Service descriptions play a crucial role in several tasks in Service-oriented Architecture (SOA), e.g., for service discovery, service selection, service composition, etc. However, it has been observed that service providers – the main source of information about web services – typically release poor service descriptions, i.e., mostly technical-oriented descriptions. To tackle this lack of rich service descriptions, several approaches have been proposed to enrich poor service descriptions with additional information from other sources, e.g., community annotations, domain experts, etc. In our research, we introduce a novel approach to gather and generate additional information about web services used in collaborative application domains from multiple sources and integrate them in unified, rich service descriptions. These sources are: Websites of service providers, invocation analysis, and business processes of service consumers.
We have developed a focused crawler that automatically collects public web services from the websites of their providers and registers them in our public service registry, Depot. In addition to web services, textual annotations are extracted from the same crawled web pages and attached to their corresponding web services. This information represents the technical perspective of web services.
With the increasing number and complexity of web services, the importance of instance-level information about web services has increased. Such instance-level information, e.g., examples of input values, formats, etc., are usually not incorporated in service descriptions. We have introduced a set of methods to analyze invocations of data web services and extract useful instance-level information about them based on their invocations, e.g., tags, valid values for inputs, etc.
Traditionally, service consumers might provide ratings and feedback about web services they use in their business processes. Although this information is useful, additional valuable information can be generated from business processes, e.g., context and consuming tasks. To extract this knowledge about web services from their consuming business processes, we integrate Depot with the open-source online modeling framework Oryx.

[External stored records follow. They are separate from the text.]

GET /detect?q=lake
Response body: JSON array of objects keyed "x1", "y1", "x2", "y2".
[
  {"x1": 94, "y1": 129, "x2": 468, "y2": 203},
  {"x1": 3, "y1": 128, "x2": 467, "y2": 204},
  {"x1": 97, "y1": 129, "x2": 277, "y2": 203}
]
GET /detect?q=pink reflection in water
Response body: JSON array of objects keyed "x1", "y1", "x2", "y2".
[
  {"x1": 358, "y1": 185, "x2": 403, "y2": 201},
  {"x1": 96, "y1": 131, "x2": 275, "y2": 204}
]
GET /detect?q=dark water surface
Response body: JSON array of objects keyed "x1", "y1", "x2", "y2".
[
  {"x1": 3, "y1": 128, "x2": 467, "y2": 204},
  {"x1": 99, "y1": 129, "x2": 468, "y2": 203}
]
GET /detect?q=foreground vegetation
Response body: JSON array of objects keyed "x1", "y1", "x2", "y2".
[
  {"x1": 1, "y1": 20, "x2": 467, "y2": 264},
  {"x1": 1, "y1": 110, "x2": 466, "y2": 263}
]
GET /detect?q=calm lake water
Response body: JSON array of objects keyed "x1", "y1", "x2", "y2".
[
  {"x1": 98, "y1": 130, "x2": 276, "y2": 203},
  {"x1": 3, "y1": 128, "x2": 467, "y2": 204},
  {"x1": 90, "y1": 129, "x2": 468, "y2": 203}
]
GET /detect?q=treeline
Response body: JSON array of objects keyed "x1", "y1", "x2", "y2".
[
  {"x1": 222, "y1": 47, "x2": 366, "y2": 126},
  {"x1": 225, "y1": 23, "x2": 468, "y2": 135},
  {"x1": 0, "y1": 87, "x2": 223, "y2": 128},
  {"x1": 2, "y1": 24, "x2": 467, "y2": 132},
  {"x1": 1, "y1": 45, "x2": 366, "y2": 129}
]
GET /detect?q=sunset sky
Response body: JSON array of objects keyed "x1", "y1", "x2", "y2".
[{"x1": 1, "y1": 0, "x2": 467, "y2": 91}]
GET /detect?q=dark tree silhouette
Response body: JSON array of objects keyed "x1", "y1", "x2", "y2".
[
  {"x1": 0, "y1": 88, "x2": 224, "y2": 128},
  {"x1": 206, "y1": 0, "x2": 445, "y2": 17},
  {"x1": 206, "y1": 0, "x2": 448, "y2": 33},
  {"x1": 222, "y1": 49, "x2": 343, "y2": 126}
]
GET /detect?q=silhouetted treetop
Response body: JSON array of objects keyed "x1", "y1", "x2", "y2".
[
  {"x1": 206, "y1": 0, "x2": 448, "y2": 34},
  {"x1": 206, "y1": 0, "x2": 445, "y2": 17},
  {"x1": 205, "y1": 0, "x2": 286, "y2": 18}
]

The information extracted from business processes of service consumers represents the business perspective of the used web services.
The information we gather and generate from the aforementioned sources is used to enrich poor service descriptions. With these enriched service descriptions, several tasks can be enhanced, e.g., service discovery, selection, recommendation, etc. For instance, service discovery can be enhanced by enabling service exploration through automatic categorization and tagging of web services. Moreover, we are able to provide multi-dimensional service exploration by combining the category, provider, and tags of web services and enable additional refinement through keywords for full-text search.